As the title says I have to show that these two extensions of the rational numbers are isomorphic: $$\mathbb{Q}(2^\frac1n; 3^\frac1m)=\mathbb{Q}(2^\frac1n3^\frac1m)$$ supposing that $\gcd(n,m)=1$
I really don't know how to even begin in the first place (as we never done a single exercise in class), the only thing I've managed to prove is that the two extension have the same dimension over $\mathbb{Q}$ and I feel very far from the actual solution so I'd prefer at least a sketch of the proof and not only a hint.
The inclusion $\mathbb{Q}(2^{1/n}3^{1/m})\subseteq\mathbb{Q}(2^{1/n},3^{1/m})$ should be clear. For the reverse inclusion, it suffices to establish $2^{1/n}$ and $3^{1/m}$ are elements of $\mathbb{Q}(2^{1/n}3^{1/m})$.
Hint #1: What happens when you take certain powers of $2^{1/n}3^{1/m}$?
Hint #2: Bezout's identity says if $\gcd(n,m)=1$ then there exist $a,b$ such that $an+bm=1$.

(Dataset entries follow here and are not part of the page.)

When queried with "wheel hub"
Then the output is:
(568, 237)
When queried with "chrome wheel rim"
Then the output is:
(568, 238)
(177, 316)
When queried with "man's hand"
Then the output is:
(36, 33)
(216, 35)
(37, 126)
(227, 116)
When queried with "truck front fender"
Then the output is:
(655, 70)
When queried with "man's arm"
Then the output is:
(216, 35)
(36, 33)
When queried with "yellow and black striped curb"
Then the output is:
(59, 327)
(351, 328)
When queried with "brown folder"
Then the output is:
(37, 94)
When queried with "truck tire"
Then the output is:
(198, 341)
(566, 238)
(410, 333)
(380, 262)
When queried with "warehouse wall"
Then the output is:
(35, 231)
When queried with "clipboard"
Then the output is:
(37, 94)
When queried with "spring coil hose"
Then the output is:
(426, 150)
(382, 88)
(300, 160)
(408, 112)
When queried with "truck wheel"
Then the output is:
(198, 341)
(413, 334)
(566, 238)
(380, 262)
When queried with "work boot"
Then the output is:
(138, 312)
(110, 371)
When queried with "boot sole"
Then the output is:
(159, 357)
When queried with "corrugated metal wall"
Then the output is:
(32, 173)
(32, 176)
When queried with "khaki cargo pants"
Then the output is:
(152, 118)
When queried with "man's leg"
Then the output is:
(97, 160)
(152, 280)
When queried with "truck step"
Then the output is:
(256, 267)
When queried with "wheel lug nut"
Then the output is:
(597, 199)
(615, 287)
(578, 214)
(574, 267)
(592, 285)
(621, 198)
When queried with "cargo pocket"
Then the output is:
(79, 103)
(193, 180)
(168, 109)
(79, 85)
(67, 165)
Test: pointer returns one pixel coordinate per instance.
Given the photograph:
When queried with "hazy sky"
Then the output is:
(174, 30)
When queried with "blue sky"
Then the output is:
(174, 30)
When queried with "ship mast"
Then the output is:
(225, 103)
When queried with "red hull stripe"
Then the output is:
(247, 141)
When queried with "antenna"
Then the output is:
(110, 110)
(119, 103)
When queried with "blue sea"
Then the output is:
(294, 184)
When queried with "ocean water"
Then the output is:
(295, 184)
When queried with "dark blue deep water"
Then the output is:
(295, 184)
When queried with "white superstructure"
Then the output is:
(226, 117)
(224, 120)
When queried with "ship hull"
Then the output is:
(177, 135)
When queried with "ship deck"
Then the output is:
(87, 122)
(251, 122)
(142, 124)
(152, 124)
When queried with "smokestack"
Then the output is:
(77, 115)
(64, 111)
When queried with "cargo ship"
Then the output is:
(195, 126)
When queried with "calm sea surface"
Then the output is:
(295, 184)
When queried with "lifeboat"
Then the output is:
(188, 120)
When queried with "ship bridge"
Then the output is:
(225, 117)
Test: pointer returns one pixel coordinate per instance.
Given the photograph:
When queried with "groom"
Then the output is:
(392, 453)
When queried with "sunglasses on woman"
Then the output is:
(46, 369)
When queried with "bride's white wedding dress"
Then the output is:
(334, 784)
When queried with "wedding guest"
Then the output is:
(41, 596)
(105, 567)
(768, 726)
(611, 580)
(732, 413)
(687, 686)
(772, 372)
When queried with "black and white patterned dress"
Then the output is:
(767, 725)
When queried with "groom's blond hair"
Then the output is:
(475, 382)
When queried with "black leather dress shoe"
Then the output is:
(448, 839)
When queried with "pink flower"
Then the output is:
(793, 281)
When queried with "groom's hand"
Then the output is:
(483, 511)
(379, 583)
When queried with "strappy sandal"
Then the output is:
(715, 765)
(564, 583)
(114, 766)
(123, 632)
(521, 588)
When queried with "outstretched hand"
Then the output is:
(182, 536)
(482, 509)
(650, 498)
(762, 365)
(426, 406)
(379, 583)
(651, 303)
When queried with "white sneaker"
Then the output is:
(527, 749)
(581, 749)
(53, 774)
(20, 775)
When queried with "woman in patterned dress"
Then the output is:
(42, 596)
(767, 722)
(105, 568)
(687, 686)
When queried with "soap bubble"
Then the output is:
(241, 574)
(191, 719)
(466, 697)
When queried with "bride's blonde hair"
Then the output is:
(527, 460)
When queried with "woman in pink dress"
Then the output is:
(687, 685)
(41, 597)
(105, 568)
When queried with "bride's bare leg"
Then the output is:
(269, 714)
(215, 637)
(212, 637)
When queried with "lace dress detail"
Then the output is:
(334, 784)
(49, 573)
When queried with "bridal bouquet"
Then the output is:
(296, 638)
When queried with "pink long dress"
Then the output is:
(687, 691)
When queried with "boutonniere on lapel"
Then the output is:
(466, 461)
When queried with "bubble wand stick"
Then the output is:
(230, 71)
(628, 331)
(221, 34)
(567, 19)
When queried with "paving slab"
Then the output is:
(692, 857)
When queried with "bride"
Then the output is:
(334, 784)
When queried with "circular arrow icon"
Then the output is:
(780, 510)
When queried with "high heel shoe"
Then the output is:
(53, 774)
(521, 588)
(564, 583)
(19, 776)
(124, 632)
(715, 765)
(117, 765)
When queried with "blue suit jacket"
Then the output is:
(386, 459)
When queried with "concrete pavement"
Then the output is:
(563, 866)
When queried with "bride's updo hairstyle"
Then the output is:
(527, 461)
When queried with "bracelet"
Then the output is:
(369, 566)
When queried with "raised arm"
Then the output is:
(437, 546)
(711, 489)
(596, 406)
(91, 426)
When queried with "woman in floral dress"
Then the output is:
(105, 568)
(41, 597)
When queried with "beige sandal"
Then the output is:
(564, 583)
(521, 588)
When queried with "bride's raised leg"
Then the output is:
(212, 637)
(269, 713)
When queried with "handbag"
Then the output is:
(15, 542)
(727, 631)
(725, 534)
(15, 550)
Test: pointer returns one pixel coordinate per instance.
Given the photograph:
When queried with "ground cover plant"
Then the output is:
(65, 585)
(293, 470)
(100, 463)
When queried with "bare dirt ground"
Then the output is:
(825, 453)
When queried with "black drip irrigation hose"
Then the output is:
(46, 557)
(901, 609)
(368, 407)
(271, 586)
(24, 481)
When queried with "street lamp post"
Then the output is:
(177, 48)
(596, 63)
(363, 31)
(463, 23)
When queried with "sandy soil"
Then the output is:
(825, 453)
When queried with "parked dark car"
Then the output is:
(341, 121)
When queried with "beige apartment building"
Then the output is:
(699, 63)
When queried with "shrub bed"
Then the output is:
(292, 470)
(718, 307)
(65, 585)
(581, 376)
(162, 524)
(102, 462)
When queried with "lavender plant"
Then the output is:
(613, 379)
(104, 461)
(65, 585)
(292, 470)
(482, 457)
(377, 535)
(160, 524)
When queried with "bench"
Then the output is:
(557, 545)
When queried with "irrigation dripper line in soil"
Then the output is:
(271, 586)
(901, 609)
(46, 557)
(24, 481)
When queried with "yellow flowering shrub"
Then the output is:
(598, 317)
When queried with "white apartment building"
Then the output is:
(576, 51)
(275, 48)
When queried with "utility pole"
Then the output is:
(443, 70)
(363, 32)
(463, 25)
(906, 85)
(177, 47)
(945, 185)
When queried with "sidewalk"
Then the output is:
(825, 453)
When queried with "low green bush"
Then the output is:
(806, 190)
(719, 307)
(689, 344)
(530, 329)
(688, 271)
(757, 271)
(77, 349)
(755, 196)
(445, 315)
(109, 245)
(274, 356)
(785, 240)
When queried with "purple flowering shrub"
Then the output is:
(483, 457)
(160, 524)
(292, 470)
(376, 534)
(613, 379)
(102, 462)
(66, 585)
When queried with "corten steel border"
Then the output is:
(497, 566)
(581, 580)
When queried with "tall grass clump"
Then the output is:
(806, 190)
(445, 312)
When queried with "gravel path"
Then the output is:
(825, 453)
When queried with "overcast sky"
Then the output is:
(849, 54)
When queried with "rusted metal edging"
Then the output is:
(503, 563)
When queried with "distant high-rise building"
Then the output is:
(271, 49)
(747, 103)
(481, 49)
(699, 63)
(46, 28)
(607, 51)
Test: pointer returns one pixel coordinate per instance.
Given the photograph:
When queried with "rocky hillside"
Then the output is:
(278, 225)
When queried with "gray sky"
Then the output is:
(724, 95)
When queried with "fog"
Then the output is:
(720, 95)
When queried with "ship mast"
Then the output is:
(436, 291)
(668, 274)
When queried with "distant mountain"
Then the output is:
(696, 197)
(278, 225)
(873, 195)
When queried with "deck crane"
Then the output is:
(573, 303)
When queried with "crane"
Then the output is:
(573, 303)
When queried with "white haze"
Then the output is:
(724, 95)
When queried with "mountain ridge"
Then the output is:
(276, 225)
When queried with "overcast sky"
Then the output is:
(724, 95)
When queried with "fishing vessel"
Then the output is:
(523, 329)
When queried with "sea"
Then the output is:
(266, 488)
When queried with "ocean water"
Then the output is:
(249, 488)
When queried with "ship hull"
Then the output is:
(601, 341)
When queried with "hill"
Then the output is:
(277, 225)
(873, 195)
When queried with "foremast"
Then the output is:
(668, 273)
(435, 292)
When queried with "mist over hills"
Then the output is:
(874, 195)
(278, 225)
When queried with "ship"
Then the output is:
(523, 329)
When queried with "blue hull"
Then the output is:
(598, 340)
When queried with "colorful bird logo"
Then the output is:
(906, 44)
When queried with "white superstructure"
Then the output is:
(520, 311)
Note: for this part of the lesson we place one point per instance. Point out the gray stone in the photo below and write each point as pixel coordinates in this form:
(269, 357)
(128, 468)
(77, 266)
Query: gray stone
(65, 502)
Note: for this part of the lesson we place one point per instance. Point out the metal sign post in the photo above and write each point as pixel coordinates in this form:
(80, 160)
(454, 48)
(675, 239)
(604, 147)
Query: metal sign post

(You should be able to take $2^{1/n}3^{1/m}$ to a power until it is just one of $2$ or $3$ to a rational power, up to a rational multiple. And then you should be able to take said rational powers of $2$ or $3$ to another power so that it is $2^{1/n}$ or $3^{1/m}$ up to a rational multiple.)